The widespread applications of emotion recognition (ER) in various fields have recently attracted much attention from researchers. Consequently, an array of advanced techniques has emerged, driven by enhancing the accuracy and robustness of these recognition systems. As emotional dialogue comprises sound and spoken content, the proposed model encodes the information from audio and text sequences using two separate channels and merges them for emotional classification. The two channels used inputs from audio and text modalities. The audio channel is encoded using a deep convolutional neural network with residual connections and further transformed using a self-attention-based multihead attention network called channel-wise global head pooling. Unlike the vanilla multihead attention network, an adaptive global pooling is used after concatenating all the heads. The text channel is encoded using a pre-trained BERT model. The proposed ER method is validated on four benchmark databases: Interactive Emotional Dyadic Motion Capture in English, the Berlin emotional speech dataset in the German language, Ryerson Audio-Visual Database of Emotional Speech and Song in North American English and Crowd-sourced Emotional Multimodal Actors Dataset in English. The classification accuracy on the above emotional corpora is 85.71%, 79.52%, 76.71% and 73.91%, respectively. Furthermore, cross-corpus analysis is presented to understand the variability of speech and text features and the robustness of the proposed architecture.

查看原文

微信好友朋友圈 QQ好友复制链接

本刊更多论文

在多个数据集上使用上下文化音频信息和地面记录进行多模态情感识别

情感识别（ER）在各个领域的广泛应用最近引起了研究人员的极大关注。因此，为了提高这些识别系统的准确性和鲁棒性，出现了一系列先进的技术。由于情感对话包括声音和口语内容，因此所提出的模型使用两个独立通道对音频和文本序列信息进行编码，并将它们合并进行情感分类。这两个通道分别使用音频和文本模式的输入。音频通道使用具有残差连接的深度卷积神经网络进行编码，并使用基于自我注意力的多头注意力网络（称为通道式全局头集合）进行进一步转换。与普通多头注意力网络不同的是，在连接所有头部后，会使用自适应全局池化。文本信道使用预先训练的 BERT 模型进行编码。提出的 ER 方法在四个基准数据库上进行了验证：这四个基准数据库是：英语交互式情感动作捕捉、德语柏林情感语音数据集、北美英语情感语音和歌曲视听数据库 Ryerson 和英语众包情感多模态演员数据集。上述情感语料库的分类准确率分别为 85.71%、79.52%、76.71% 和 73.91%。此外，还进行了跨语料库分析，以了解语音和文本特征的可变性以及所提架构的鲁棒性。

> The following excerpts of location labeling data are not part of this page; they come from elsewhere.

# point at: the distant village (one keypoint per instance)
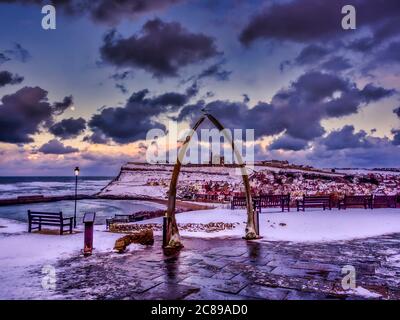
(219, 182)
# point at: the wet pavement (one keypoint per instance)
(236, 269)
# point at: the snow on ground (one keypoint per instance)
(23, 255)
(313, 225)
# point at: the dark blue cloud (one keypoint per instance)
(161, 48)
(68, 128)
(56, 147)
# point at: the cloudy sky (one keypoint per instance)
(87, 93)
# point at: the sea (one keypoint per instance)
(12, 187)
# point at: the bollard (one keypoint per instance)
(88, 220)
(166, 226)
(256, 212)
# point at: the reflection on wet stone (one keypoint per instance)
(236, 269)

本文章由计算机程序翻译，如有差异，请以英文原文为准。

求助全文

约1分钟内获得全文去求助

来源期刊

Arabian Journal for Science and Engineering MULTIDISCIPLINARY SCIENCES-

CiteScore

5.70

自引率

3.40%

发文量

993

期刊介绍： King Fahd University of Petroleum & Minerals (KFUPM) partnered with Springer to publish the Arabian Journal for Science and Engineering (AJSE). AJSE, which has been published by KFUPM since 1975, is a recognized national, regional and international journal that provides a great opportunity for the dissemination of research advances from the Kingdom of Saudi Arabia, MENA and the world.